The Death of Vintage

This 58 was bought by a 24 year old. Who says millennials don’t buy vintage?

Got your attention now, don’t I? OK, nobody is dying but the conventional wisdom has been that the vintage market will die as soon as the baby boomers (born 1946-1964) stop buying guitars. Where did this so called conventional wisdom come from? Well, not from me, that’s for sure. It’s most likely the result of simple logic. Most of the folks buying guitars from the 50’s and 60’s are folks who coveted those guitars as teenagers. It’s the same logic that the vintage automobile market  clung to until it simply didn’t pan out that way. There is some truth to the logic but it isn’t the big picture.

I’ve been buying and selling vintage guitars for about twenty years now. I started back in the mid 90’s, when the internet and, specifically, Ebay, opened up a worldwide market . It was a hobby until around 2006 when I started getting serious and my main source of income since 2010. From the mid 90’s until now, it is absolutely true that my biggest and most frequent customers have been between the ages of 50 and 65. Interestingly, the age of the clientele stayed about the same between then and now. Of course, if you were 50 in 1995, you are now at the top end of that range and if you were 65, you are probably not buying guitars any more (or anything else for that matter). I believe those who subscribe to the conventional wisdom about the vintage market have their data correct but they have misinterpreted it. I believe it has more to do with disposable income than it has to do with what guitars you grew up wanting. At around age 50-55 a lot of things in your life can change.

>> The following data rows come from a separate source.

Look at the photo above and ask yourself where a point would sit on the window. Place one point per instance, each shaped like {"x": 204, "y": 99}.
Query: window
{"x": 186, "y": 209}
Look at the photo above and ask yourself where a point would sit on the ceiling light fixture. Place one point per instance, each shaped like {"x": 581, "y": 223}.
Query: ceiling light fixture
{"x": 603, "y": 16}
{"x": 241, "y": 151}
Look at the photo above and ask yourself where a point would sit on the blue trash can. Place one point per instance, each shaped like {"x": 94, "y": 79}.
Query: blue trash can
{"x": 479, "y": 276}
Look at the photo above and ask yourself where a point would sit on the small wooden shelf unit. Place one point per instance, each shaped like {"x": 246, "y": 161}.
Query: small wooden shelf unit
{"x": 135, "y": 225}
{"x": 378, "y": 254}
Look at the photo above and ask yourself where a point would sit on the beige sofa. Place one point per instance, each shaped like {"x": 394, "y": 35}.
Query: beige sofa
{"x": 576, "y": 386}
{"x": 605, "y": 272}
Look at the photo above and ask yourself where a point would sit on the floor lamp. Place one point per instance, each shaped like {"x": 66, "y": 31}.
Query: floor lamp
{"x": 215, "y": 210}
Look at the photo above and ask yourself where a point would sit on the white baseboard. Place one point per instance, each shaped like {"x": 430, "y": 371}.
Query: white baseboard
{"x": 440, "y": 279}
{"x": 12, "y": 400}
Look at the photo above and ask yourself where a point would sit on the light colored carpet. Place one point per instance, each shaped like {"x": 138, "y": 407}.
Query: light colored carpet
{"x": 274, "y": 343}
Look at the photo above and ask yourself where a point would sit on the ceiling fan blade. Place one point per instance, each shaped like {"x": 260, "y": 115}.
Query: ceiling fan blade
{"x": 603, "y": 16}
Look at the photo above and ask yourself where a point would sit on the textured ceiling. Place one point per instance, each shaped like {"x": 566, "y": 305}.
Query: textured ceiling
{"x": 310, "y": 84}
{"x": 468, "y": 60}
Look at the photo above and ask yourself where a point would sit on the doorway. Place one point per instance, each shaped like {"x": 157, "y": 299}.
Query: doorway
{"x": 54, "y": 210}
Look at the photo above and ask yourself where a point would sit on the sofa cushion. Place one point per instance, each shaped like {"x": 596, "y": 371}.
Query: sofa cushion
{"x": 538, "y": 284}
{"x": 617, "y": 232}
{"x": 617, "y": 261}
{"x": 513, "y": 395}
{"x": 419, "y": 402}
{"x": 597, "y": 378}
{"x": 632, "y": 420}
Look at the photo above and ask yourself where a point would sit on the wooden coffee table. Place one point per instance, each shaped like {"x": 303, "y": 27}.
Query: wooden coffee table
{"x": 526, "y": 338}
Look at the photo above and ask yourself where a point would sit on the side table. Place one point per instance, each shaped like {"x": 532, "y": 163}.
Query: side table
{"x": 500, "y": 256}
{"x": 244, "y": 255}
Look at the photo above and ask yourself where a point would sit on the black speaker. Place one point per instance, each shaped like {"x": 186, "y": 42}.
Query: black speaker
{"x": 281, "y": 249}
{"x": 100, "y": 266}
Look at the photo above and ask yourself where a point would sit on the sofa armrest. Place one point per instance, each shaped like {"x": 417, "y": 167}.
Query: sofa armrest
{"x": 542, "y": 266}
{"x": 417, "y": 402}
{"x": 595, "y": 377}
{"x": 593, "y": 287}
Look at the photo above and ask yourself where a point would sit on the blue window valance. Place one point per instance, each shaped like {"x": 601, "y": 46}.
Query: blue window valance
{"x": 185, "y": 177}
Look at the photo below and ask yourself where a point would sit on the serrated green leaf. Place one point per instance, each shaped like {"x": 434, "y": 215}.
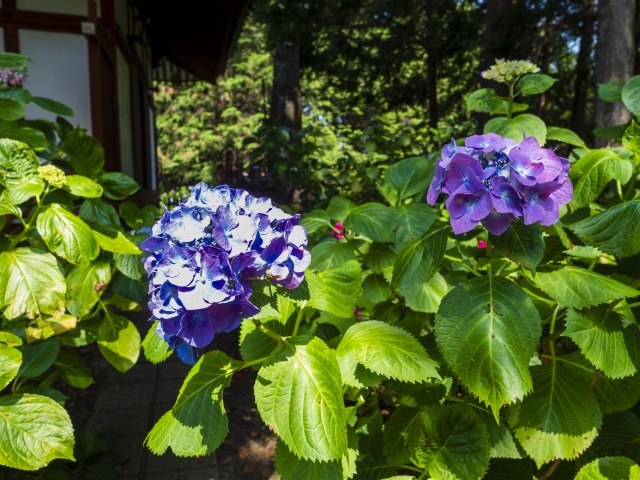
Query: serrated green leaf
{"x": 374, "y": 221}
{"x": 31, "y": 283}
{"x": 516, "y": 128}
{"x": 290, "y": 467}
{"x": 386, "y": 350}
{"x": 30, "y": 445}
{"x": 521, "y": 244}
{"x": 119, "y": 341}
{"x": 560, "y": 419}
{"x": 38, "y": 357}
{"x": 197, "y": 423}
{"x": 615, "y": 231}
{"x": 299, "y": 394}
{"x": 85, "y": 153}
{"x": 576, "y": 287}
{"x": 487, "y": 329}
{"x": 592, "y": 172}
{"x": 610, "y": 468}
{"x": 418, "y": 261}
{"x": 600, "y": 334}
{"x": 336, "y": 290}
{"x": 155, "y": 349}
{"x": 67, "y": 235}
{"x": 72, "y": 369}
{"x": 10, "y": 361}
{"x": 451, "y": 442}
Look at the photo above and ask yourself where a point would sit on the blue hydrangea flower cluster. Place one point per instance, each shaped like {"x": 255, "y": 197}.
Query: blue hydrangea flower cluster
{"x": 205, "y": 254}
{"x": 494, "y": 180}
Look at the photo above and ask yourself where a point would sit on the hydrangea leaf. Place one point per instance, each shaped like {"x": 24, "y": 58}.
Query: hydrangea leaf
{"x": 592, "y": 172}
{"x": 10, "y": 361}
{"x": 412, "y": 220}
{"x": 612, "y": 395}
{"x": 487, "y": 329}
{"x": 418, "y": 260}
{"x": 410, "y": 176}
{"x": 330, "y": 254}
{"x": 85, "y": 286}
{"x": 197, "y": 423}
{"x": 560, "y": 419}
{"x": 290, "y": 467}
{"x": 299, "y": 394}
{"x": 337, "y": 289}
{"x": 576, "y": 287}
{"x": 600, "y": 334}
{"x": 30, "y": 445}
{"x": 451, "y": 442}
{"x": 67, "y": 235}
{"x": 72, "y": 369}
{"x": 386, "y": 350}
{"x": 119, "y": 341}
{"x": 615, "y": 231}
{"x": 31, "y": 283}
{"x": 374, "y": 221}
{"x": 522, "y": 244}
{"x": 610, "y": 468}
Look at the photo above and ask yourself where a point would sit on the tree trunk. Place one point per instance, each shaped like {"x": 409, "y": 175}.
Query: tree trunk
{"x": 615, "y": 53}
{"x": 583, "y": 67}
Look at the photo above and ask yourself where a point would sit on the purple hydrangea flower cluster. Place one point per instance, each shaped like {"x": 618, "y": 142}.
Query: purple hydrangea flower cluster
{"x": 205, "y": 254}
{"x": 494, "y": 180}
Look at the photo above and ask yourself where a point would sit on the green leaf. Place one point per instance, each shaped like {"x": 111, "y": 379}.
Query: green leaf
{"x": 290, "y": 467}
{"x": 197, "y": 423}
{"x": 85, "y": 286}
{"x": 610, "y": 92}
{"x": 487, "y": 329}
{"x": 299, "y": 394}
{"x": 386, "y": 350}
{"x": 118, "y": 186}
{"x": 316, "y": 220}
{"x": 10, "y": 361}
{"x": 374, "y": 221}
{"x": 337, "y": 289}
{"x": 535, "y": 83}
{"x": 53, "y": 106}
{"x": 339, "y": 208}
{"x": 67, "y": 235}
{"x": 119, "y": 341}
{"x": 418, "y": 261}
{"x": 566, "y": 136}
{"x": 600, "y": 334}
{"x": 610, "y": 468}
{"x": 615, "y": 231}
{"x": 412, "y": 220}
{"x": 31, "y": 283}
{"x": 72, "y": 369}
{"x": 85, "y": 153}
{"x": 410, "y": 176}
{"x": 155, "y": 349}
{"x": 451, "y": 442}
{"x": 592, "y": 172}
{"x": 330, "y": 254}
{"x": 38, "y": 357}
{"x": 560, "y": 419}
{"x": 576, "y": 287}
{"x": 521, "y": 244}
{"x": 83, "y": 187}
{"x": 630, "y": 95}
{"x": 11, "y": 109}
{"x": 96, "y": 211}
{"x": 525, "y": 124}
{"x": 27, "y": 444}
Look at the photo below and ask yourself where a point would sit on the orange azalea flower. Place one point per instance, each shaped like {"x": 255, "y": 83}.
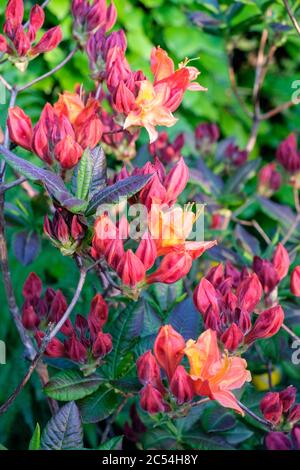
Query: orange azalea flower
{"x": 156, "y": 102}
{"x": 69, "y": 104}
{"x": 170, "y": 229}
{"x": 216, "y": 375}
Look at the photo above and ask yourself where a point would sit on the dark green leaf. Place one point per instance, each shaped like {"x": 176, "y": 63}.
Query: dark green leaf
{"x": 124, "y": 188}
{"x": 98, "y": 181}
{"x": 35, "y": 441}
{"x": 26, "y": 246}
{"x": 99, "y": 405}
{"x": 64, "y": 430}
{"x": 72, "y": 385}
{"x": 112, "y": 444}
{"x": 83, "y": 175}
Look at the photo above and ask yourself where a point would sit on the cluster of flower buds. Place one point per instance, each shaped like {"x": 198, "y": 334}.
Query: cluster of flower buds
{"x": 84, "y": 343}
{"x": 18, "y": 40}
{"x": 211, "y": 374}
{"x": 279, "y": 407}
{"x": 65, "y": 231}
{"x": 206, "y": 134}
{"x": 270, "y": 273}
{"x": 63, "y": 131}
{"x": 227, "y": 298}
{"x": 165, "y": 235}
{"x": 236, "y": 156}
{"x": 269, "y": 180}
{"x": 166, "y": 151}
{"x": 91, "y": 17}
{"x": 115, "y": 140}
{"x": 277, "y": 440}
{"x": 288, "y": 155}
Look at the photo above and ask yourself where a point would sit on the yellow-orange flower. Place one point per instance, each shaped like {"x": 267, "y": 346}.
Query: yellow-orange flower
{"x": 150, "y": 110}
{"x": 156, "y": 102}
{"x": 214, "y": 374}
{"x": 69, "y": 104}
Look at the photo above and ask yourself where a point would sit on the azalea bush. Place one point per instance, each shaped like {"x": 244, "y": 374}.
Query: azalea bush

Your mortgage may be paid off, your kids are out of the house and you may have downsized, college expenses are finished and your income is higher than its ever been. It doesn’t take an economist to figure this out-you simply have more money to spend.

But it doesn’t end there. The belief that the generation behind the baby boomers won’t be interested in guitars from the 50’s and 60’s is faulty. Guitars from the 50’s and 60’s (and some 30’s and 40’s) are better instruments than most of them being made now. There is no doubt that there are some extremely good guitars being made today-especially from boutique builders. But the market still loves the classics and that’s what those conventional thinkers have missed. Disagree? here are some hard facts.

I sell around 100 guitars a year. I keep track of the demographics of who is buying what. The big surprise this year was that nearly half of the high end vintage guitars sold by me were bought by folks under the age of 50. That still means lots of 50 and 60 somethings are buying guitars but, as they say in the commercials, wait..there’s more. It’s a little nitpicky but i sold a lot of guitars to buyers in the range of 50-55. Now, I don’t ask everybody how old they are when they buy something but I get a pretty good sense of it from the conversations. Note that a 50 year old in 2018 is not a baby boomer. I sold six vintage guitars in November. Only one buyer was over 60. One was 24. Two were in their 40’s and two were in there 50’s. The demographics are very similar for the entire year. Last year was a bit different-more boomers. Same with the year before. So, is 2018 a fluke or a sustainable change in the market place? Stay tuned. I’m betting on the latter.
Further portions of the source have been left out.